Une journaliste soudanaise critique du gouvernement, Shamael al-Nur, s’est plainte d’être la cible d’islamistes radicaux qui l’accusent d'”avoir insulté l’islam” dans l’une de ses chroniques. L’organisation Reporters sans frontières (RSF) a exhorté “les autorités à faire tout le nécessaire pour (la) protéger (…) et condamner ces appels à la haine et à la violence”.
Shamael al-Nur a confié être devenue la cible d’islamistes radicaux et de certains médias après avoir critiqué l’action du gouvernement en matière de santé publique dans une chronique publiée le 2 février dans le quotidien indépendant El-Tayar. Elle y dénonçait “l’obsession grandissante des régimes islamiques pour les questions de vertu et d’habillement des femmes plus que pour celles de santé ou d’éducation”. “Il est facile de couper les dépenses de santé, mais bien plus difficile pour le ministère de la Santé de distribuer des préservatifs”, avait-t-elle ironisé. Selon cette journaliste de 36 ans, moins de 3% du budget du Soudan est alloué à la santé et à l’éducation. Ce n’est pas la première fois que Shamael al-Nur rédige un article critique contre le gouvernement mais cette dernière chronique a provoqué une virulente campagne à son encontre.
“C’est parce que je suis une femme que les attaques ont gagné en intensité”, a-t-elle assuré dans les bureaux d’un journal à Khartoum. “Dans la société soudanaise, c’est problématique lorsqu’une femme commence à parler de ce genre de sujets ou critique des penseurs islamiques”, ajoute-t-elle, habillée d’une veste en cuir et d’un jean.
“Ce que Shamael al-Nur a écrit insulte l’islam et ses principales vertus”, a affirmé un imam radical de la capitale, Mohamed Ali al-Ghazouli. Il a porté plainte contre la journaliste pour “apostasie”, un chef d’accusation passible de la peine de mort au Soudan.
L’imam a même condamné les écrits de la journaliste lors de son sermon de la grande prière du vendredi dans une mosquée de Khartoum. Shamael al-Nur a aussi dit avoir été ciblée par le rédacteur en chef du quotidien conservateur El-Sina, Mustafa al-Tayeb, également oncle du président soudanais Omar el-Béchir.
Sa famille est inquiète pour sa sécurité, a-t-elle confié. “Je ne peux pas me déplacer librement, je ne peux aller nulle part toute seule”. Shamael al-Nur est en revanche soutenue par son journal El-Tayar dont le rédacteur en chef Osman Mirgania a salué “une journaliste promise à un bel avenir”.
Il a lui-même été la cible d’attaques de radicaux et des autorités pour ses positions critiques. Les services de sécurité soudanais ont ainsi plusieurs fois saisi des exemplaires de son journal.
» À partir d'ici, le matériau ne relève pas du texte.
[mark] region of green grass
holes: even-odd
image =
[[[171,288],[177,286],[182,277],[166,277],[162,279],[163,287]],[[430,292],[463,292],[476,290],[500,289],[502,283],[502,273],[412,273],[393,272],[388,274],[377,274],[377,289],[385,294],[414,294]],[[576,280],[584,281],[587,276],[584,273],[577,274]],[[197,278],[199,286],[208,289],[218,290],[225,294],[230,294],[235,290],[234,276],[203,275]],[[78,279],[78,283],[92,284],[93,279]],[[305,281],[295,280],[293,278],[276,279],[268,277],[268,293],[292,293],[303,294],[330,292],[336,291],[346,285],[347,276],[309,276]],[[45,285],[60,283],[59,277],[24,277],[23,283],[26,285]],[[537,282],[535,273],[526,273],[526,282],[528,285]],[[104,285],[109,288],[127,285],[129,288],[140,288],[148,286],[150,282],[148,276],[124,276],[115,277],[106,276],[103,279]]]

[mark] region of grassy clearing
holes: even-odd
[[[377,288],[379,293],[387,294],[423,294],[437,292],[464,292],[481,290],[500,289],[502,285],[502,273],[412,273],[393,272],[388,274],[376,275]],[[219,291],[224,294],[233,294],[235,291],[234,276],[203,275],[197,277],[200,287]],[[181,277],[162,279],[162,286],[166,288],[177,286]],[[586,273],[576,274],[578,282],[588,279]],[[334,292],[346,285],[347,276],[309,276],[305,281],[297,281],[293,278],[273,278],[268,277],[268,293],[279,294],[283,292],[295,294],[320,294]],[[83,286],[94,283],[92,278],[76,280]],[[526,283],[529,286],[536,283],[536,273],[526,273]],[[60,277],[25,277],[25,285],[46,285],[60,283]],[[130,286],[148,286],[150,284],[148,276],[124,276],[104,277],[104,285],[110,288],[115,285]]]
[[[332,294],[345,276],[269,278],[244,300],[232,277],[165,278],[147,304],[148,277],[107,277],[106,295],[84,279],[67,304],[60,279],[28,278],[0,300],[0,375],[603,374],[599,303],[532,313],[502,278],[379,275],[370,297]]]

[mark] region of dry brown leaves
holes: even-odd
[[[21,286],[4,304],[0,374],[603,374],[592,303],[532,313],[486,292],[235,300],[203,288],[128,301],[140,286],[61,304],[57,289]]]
Le président soudanais gracie un journaliste tchèque emprisonné
Le président soudanais Omar el-Béchir a gracié avant-hier le journaliste tchèque Petr Jasek, après qu’une cour soudanaise eut condamné celui-ci à 20 ans de prison pour espionnage contre le Soudan.
“Au nom des liens historiques qui existent entre le Soudan et la République tchèque, le président el-Béchir a libéré dimanche le journaliste tchèque”, a déclaré le ministre soudanais des Affaires étrangères Ibrahim Ghandour, au cours d’une conférence de presse conjointe avec son homologue tchèque Lubomir Zaoralek, arrivé dimanche à Khartoum.
“Le président a soigneusement pris en considération les relations bilatérales qui existent entre les deux pays, sur la base desquelles il a décidé de faire preuve de tolérance et de décréter ce pardon. Le journaliste sera remis au ministre tchèque des Affaires étrangères, et pourra rentrer dans son pays dès aujourd’hui”, a fait savoir M. Ghandour.
Le ministre tchèque des Affaires étrangères s’est déclaré “satisfait” du dénouement heureux de cette affaire. M. Zaoralek a affirmé que sa visite au Soudan marquait le début d’une nouvelle étape dans les relations bilatérales entre les deux pays, soulignant que ses discussions avec les responsables soudanais avait été l’occasion de réaffirmer le désir de son pays de renforcer ses relations avec le Soudan dans tous les domaines. Fin janvier, un tribunal soudanais a condamné le journaliste tchèque Petr Jasek à 20 ans de prison, sous des chefs d’accusation d’espionnage à l’encontre du Soudan. La cour a également établi que M. Jasek s’était servi d’une organisation américaine hostile au Soudan comme intermédiaire pour disséminer des informations insinuant que le gouvernement soudanais persécutait les Chrétiens du pays, et attaquait des civils dans les monts Nouba, dans l’Etat du Kordofan du Sud. En octobre 2015, les autorités soudanaises ont arrêté le journaliste tchèque quatre jours après son entrée dans le pays.